January 21, 2019

## Calibrating Non-probability Samples using Probability Samples

Dr. Jack Kuang Tsung Chen (Program in Survey Methodology PhD 2016), along with SRC researchers Drs. Richard Valliant and Michael Elliott conducted a study that explores and evaluates approaches to combining data from probability and non-probability surveys. Recently published in the Journal of the Royal Statistical Society: Series C (Applied Statistics), and based on Chen’s dissertation, this work used data collected from high-quality probability samples that produce unbiased estimates, but are time-consuming and expensive to collect, to adjust data from non-probability samples that may be tainted by selection bias, but are cheaply and easily obtained.

As senior author Dr. Elliott explains, “… a major issue implied by this type of work is that probability and non-probability sampling are synergistic rather than antagonistic — the proliferation of administrative and non-probability sample data for social science research means that having a small “corral” of high-quality probability samples is more important than ever to assist with calibration, imputation, and other adjustment methods.”

This article developed and advocated *estimated control least angle shrinkage and selection operator* (ECLASSO) regression. This approach extends the existing LASSO approach by incorporating sampling–related measurement error in benchmark probability-sample data into the variance component of model-assisted calibration estimators. LASSO is a useful approach to calibration because it automates both variable selection and parameter estimation for the model used to calibrate a given (likely non-probability) sample to control totals from the probability sample using a penalized regression approach to avoid overfitting.

As the authors explain, their approach “combines both quasi-likelihood and modelling approaches by utilizing a probability-based benchmark sample … (together with) an assisting model to predict an outcome of interest, given a set of calibration variables that exists in both probability and non-probability samples. The outcome variable in the non-probability sample is then calibrated to the predicted outcome total in the probability sample, given the probability sampling weights in the benchmark data.” Simple, right?

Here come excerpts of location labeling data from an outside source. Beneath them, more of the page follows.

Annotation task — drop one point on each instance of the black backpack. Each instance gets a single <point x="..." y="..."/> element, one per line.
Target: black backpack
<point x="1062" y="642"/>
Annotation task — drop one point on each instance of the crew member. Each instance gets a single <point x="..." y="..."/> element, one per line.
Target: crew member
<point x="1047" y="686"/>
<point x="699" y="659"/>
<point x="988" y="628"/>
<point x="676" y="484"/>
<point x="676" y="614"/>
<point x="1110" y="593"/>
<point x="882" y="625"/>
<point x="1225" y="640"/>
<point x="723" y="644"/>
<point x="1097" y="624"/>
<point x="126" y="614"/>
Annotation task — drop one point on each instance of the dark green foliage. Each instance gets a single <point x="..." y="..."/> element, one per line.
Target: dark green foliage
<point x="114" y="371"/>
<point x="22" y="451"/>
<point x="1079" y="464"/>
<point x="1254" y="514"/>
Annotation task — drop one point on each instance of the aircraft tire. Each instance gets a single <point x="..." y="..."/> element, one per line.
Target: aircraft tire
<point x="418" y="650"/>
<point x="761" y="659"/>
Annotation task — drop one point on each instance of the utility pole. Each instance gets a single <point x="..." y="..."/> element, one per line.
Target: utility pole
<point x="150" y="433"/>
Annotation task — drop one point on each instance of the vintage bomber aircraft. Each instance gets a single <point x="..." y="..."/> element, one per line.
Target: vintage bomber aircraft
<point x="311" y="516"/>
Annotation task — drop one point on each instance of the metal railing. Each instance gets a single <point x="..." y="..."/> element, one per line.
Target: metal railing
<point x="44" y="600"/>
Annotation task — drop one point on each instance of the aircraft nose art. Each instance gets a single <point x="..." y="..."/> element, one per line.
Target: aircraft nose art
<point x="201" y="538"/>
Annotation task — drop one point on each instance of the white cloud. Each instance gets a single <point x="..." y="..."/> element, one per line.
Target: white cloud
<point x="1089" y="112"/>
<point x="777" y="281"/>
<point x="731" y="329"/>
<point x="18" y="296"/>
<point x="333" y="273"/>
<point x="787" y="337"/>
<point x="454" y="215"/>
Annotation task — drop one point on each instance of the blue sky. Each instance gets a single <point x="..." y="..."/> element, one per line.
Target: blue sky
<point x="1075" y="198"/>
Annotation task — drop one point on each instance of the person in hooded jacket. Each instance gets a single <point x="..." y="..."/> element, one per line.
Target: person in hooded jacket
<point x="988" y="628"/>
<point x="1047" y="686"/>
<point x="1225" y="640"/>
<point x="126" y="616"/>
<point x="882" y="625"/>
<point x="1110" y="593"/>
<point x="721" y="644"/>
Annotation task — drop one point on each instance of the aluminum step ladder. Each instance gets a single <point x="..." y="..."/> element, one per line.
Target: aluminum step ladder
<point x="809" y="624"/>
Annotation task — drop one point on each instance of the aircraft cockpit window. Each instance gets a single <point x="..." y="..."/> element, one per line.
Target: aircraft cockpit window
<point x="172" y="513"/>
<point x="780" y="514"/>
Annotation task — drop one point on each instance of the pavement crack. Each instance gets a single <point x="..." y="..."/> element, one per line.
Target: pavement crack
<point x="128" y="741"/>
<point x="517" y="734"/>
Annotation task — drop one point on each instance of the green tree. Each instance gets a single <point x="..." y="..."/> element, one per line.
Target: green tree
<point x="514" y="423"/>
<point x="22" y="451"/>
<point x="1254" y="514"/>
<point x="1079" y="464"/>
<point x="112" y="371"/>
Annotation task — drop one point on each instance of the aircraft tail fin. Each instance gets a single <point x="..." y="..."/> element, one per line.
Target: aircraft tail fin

LASSO can accommodate numerous predictors in the calibration model, even when using a small probability sample for calibration. The authors note that “(b)ecause we are relying so heavily in non-probability samples on models that can approximate the expected value of (an outcome variable of interest) to compensate for the lack of design weights, a large number of covariates and, consequently, control totals may be required to obtain accurate models.” Both the non-probability data source and the benchmark probability sample data must contain the same outcome variable and substantively and empirically related covariates.

ECLASSO, like all such calibration approaches, assumes the full spectrum of values of model variables in the population has non-zero probability of being observed in both analytical and benchmark samples. This places a quality constraint on the non-probability sample, requiring that it must not be so extreme in its under-coverage that some covariate values are unrepresented.

The authors used large non-probability samples from SurveyMonkey with data on voting preferences for US Senate and state gubernatorial candidates in the 2014 midterm elections, along with probability sample data from the same time period collected by the Pew Research Center, to compare the accuracy and efficiency of election outcome estimates using a number of calibration techniques.

They compare ECLASSO to: 1) unweighted estimates from the non-probability data, 2) a weighting-class adjustment using census data, 3) propensity score weighting using the Pew data, and 4) the estimated control generalized regression estimator (ECGREG). Using the election results as the gold standard, when compared to the other calibration techniques, ECLASSO-derived point estimates had the smallest average absolute bias and relative error. This accuracy, paired with standard errors comparable to those obtained via weighting-class adjustment, resulted in ECLASSO having the lowest RMSE and best confidence interval coverage of the five approaches considered.

Chen and his co-authors also conducted a simulation study using the 2013 National Health Interview Survey (NHIS) as the benchmark study, while also using NHIS to simulate internet-based non-probability samples. Again, ECLASSO outperformed naïve (equal probability) treatment of the biased sample data, as well as GREG and propensity score approaches.

The authors demonstrated that contemporary approaches such as ECLASSO, although complex, can provide improvement over standard linear regression and weighting-class approaches to calibration and imputation.

Although there is much promise in using data from non-probability samples, any sound method of doing so may need to rely on data from high quality probability surveys in specific research areas to provide a source of calibration measures for the adjustment of the data from non-probability sources. This suggests that the lights will burn brightly in the SRC sampling section for many years to come.

Chen, Jack Kuang Tsung; Valliant, Richard L.; Elliott, Michael R. (2018). Calibrating non‐probability surveys to estimated control totals using LASSO, with an application to political polling. Journal of the Royal Statistical Society: Series C (Applied Statistics).